Three years ago, I attended a lecture and demonstration on the art of the tea ceremony. This was at the University of Richmond where I was working to attain a teacher's license so I could have meaningful and real employment as a high school English teacher. The Asian woman, a professor and guest lecturer from another university, had written a book on Asian craftsmanship and ceremony – though I can’t recall the title, or her name, just now.  It took me three years to learn to make a decent bowl of tea, she said, while the audience laughed and began to love her.  I know she said this because I took notes that evening, and wrote a long poem about her in the wee hours of the night when I couldn’t sleep . . . The tea ceremony for three or five friends might take six months for which to prepare, she told us.  The bowl of tea is not the subject of quenching thirst or of warming bellies and hands – it’s a method of transformation for the preparer as well as the partaker.

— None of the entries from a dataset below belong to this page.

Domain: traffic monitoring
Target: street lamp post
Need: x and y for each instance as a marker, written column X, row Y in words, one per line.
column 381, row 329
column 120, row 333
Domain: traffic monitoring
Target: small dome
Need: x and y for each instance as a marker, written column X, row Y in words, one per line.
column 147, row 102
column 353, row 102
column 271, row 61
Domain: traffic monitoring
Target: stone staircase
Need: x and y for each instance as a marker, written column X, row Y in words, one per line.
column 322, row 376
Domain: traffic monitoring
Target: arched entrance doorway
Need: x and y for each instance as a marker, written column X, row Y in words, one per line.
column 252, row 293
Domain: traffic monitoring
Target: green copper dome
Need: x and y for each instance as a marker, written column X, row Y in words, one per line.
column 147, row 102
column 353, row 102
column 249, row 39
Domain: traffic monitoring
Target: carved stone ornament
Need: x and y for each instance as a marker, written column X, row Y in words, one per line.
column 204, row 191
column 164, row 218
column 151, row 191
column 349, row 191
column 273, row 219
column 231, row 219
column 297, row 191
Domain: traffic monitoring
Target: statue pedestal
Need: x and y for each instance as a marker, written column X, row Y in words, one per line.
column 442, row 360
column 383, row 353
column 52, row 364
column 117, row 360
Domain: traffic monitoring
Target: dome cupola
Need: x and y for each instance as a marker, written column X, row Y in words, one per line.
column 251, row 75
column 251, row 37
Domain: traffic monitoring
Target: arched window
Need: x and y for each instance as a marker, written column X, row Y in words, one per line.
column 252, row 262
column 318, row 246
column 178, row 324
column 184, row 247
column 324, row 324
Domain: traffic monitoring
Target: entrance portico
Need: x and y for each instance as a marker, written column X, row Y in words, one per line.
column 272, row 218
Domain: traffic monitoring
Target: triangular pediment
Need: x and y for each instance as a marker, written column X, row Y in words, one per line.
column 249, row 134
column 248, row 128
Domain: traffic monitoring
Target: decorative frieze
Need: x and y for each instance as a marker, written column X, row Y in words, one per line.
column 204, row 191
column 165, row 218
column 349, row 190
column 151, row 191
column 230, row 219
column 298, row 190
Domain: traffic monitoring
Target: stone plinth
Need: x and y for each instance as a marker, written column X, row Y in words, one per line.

I’ve always been what people call a tea drinker – for it seems people and nations are categorized that way, as tea drinkers or coffee drinkers – and so the next morning, having not slept well as I’ve already said, I opened the kitchen tea cabinet to find my life in disarray.  For thought is influenced by vision, she said.  I emptied out the cabinet and threw away the old stale teas and organized the worthy teas; wiped out the stray leaves and crumbs that had somehow invaded or migrated there – stray thoughts, interruptions, she might have said.  And then I found the small green canister of matcha tea, bought long ago to make green tea ice cream for my family – but had never gotten around to it – and that spoke volumes to me – and so I opened the vacuum sealed tea packet and began to breathe in the verdant ground tea leaves – each smell and sound has significance, she said – and began to make the tea according to how she showed us at the university classroom – a bowl hand turned beyond the house is best, she said, and rocks polished by rainwater to cleanse the mind, and the wearing of a summer robe . . . but I did my best, taking the water’s temperature, using a rounded bowl, swirling counter-clockwise . . . and clearing extraneous thoughts from the mind – perhaps a lifetime to make a proper bowl of tea – and, as I sipped my bowl of tea – and I’m not inventing this: I suddenly really saw the smudgy kitchen window and the streaked kitchen cabinets and the cupboard doors that hadn’t closed properly in years because of warped thoughts or intentions – I mean, because of humidity or something – and the drawer of mismatched spoons that ground sawdust onto the contents of the bottom cabinet each time I opened or closed the drawer – wearing me down – I mean, the drawer, being worn down – invasions of privacy . . . crumbs . . . the disorder of mind, the straying of purpose . . . I might never have a friend over for tea, I thought.

Since that cup of matcha tea three years ago, I’ve bagged the idea of teaching high school English (although I did get the license and taught one semester),  have claimed an alignment with the thing I’ve always wanted to do – although I can’t prove it's a “marketable” choice – and it suddenly becomes clear today as I sit here with a cup of tea and the new candle flickering sprightly:  isn’t it odd that the kitchen was renovated since that epiphianic day?  The new cabinets are made of lyptus wood, one of the hardest woods on the planet – because I  will not be worn down again – and the cabinets and drawers have a kind of device that makes them close silently – for sound and smell are significant.

I began to write this morning about the lavender candle as an added ritual to the physical act of writing . . . but somehow that small thing turned into more . . . perhaps a lifetime, her voice still echoes, for the making of a bowl of tea.